Starting point is 00:22:17 And I wonder whether, I mean, did anything happen to that bar in Bali? No. And that also is, yeah, a big part of the anger. When I was in the hospital, they asked if I wanted to get in touch with the police, but I had just spent 35 days in Bali and I had seen the corruption that was there and I was like, there's no way that anything's going to come of this and maybe something would have, but there are other people out there in Australia, for example, where they have lost a family member to methanol poisoning and they have used my case to help their cases and their
Starting point is 00:22:51 cases have been even more astonishing because someone's died from it. And the amount of justice they've been able to receive is so little and it's been so dangerous for them to fight back against methanol poisoning in Bali. A lot of these bars are owned by, you know, gangs and it's a dangerous thing for people to speak out about this. And, you know, after it happened to me, it was still happening to more people. And so I feel like this play and this podcast for me has been a little bit of my justice that I've been able to reclaim. So people are actually aware because I think so many people who hear about methanol poisoning, they do think like you were saying, oh, it's probably somebody being down in a bar.

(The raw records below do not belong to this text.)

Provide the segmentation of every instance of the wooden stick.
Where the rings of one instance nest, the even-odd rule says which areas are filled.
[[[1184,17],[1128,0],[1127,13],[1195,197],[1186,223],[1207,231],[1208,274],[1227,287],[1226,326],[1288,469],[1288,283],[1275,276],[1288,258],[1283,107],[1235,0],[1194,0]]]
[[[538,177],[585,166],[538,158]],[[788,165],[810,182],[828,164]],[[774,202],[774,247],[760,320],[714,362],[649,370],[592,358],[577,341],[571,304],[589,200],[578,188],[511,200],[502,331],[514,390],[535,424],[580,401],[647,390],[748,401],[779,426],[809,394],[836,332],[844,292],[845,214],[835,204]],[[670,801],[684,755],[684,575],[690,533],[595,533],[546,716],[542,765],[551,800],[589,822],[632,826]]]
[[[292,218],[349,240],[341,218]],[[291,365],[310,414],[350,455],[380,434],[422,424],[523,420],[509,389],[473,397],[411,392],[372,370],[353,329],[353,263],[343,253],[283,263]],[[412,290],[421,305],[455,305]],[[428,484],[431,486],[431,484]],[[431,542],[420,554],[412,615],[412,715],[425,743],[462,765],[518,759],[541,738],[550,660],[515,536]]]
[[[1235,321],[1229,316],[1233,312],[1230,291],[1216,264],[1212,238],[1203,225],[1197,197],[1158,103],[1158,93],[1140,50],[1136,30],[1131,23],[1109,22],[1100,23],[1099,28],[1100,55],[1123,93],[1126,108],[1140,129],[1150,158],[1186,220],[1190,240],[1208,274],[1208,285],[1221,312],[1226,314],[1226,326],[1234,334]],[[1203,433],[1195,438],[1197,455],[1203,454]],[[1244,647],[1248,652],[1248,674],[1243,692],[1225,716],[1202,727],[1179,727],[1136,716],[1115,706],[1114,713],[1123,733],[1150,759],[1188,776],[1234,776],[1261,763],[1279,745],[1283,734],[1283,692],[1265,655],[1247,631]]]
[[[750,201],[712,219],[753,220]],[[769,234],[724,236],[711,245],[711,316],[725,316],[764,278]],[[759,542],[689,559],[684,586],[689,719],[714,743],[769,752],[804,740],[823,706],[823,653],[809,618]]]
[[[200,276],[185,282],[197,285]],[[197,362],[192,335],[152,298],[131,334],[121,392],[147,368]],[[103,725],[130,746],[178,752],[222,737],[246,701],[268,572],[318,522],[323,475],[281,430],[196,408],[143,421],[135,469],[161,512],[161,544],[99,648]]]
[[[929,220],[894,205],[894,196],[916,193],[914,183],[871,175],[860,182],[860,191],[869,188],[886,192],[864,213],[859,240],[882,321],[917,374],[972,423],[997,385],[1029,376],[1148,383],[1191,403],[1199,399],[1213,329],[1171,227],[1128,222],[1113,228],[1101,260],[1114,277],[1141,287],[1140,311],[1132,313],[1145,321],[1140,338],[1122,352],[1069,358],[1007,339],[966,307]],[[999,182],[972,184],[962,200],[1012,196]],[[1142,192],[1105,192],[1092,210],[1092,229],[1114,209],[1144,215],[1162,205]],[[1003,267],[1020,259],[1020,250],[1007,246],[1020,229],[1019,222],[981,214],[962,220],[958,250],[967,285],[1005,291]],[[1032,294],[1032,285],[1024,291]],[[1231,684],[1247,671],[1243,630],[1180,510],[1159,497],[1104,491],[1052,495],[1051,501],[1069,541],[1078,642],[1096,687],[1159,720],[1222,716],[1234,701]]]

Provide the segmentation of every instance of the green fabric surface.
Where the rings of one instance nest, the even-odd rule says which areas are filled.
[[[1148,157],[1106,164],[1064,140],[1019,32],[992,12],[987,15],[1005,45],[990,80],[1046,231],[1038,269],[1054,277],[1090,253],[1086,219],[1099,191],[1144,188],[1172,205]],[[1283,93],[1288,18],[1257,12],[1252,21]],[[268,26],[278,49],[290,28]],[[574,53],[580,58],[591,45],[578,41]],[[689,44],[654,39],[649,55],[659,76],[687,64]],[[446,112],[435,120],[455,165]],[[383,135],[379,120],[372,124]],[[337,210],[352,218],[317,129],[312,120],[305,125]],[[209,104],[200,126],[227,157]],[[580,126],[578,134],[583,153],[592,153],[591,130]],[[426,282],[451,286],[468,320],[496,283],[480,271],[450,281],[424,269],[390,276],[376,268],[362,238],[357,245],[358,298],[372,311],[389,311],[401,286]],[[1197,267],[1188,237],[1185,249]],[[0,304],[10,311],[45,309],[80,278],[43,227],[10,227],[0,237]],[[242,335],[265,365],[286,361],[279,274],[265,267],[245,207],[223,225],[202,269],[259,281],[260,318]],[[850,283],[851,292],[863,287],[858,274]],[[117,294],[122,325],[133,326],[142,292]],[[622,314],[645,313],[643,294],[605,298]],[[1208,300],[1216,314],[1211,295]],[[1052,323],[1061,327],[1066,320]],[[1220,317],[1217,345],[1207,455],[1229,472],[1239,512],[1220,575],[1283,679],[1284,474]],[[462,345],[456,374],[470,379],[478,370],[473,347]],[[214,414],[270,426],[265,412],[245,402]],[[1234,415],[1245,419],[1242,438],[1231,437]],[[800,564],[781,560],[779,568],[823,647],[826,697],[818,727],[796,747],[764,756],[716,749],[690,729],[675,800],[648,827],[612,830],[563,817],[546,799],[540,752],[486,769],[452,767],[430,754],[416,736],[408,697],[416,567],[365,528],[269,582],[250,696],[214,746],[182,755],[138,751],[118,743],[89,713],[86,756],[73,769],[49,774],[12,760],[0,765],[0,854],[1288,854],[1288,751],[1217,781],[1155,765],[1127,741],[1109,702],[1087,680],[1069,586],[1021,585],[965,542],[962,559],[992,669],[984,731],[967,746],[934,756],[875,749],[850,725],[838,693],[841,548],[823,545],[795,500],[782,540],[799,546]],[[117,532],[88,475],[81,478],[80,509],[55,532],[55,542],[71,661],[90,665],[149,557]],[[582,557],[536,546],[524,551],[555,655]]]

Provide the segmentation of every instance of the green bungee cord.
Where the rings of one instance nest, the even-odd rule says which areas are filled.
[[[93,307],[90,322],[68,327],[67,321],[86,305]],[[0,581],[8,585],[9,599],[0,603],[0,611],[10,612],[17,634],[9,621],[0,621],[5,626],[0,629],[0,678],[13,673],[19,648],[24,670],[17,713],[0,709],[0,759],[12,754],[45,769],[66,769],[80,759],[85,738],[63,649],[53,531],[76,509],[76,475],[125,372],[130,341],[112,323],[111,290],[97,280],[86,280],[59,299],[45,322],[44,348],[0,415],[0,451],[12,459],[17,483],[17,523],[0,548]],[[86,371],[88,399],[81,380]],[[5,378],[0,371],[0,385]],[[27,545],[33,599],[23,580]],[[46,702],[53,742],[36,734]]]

Starting point is 00:23:43 It's probably someone drinking from some little hut on the beach, it was probably dodgy, they were just, they were taking a risk, obviously, but that's not the case. I was gonna ask you just finally how you look back on that time, but I'm actually more interested in how you are now. I look back on that time, I used to look back on that time with a lot of like, fondness and what my life could have been. But now, where I am, as cliché as it is, I've kind of gotten back to exactly where I wanted to be 13 years ago.
Starting point is 00:24:17 I just did it in a really strange detour of a way, you know? I always wanted to be an actor and a performer and I gave that up when I lost my eyesight because I didn't think it was something I could do and pursued other careers in university. And then I said, no, I'm actually going to give it a try. And I went back to school for theater and acting and I'm doing all the things that I wanted to do. And at 32 now, I am in a place where I can say I am happy and I'm doing the things that I've always wanted to do despite my eyesight. I'm really glad to hear that. This is a hell of a story and I'm really glad to talk to
Starting point is 00:24:53 you about it. Thank you very much. Thanks so much. Ashley King is the host of STATIC, a party girl's memoir. It's produced with Meg Wilcox, head of the Community Podcast Initiative at Mount Royal University in Calgary.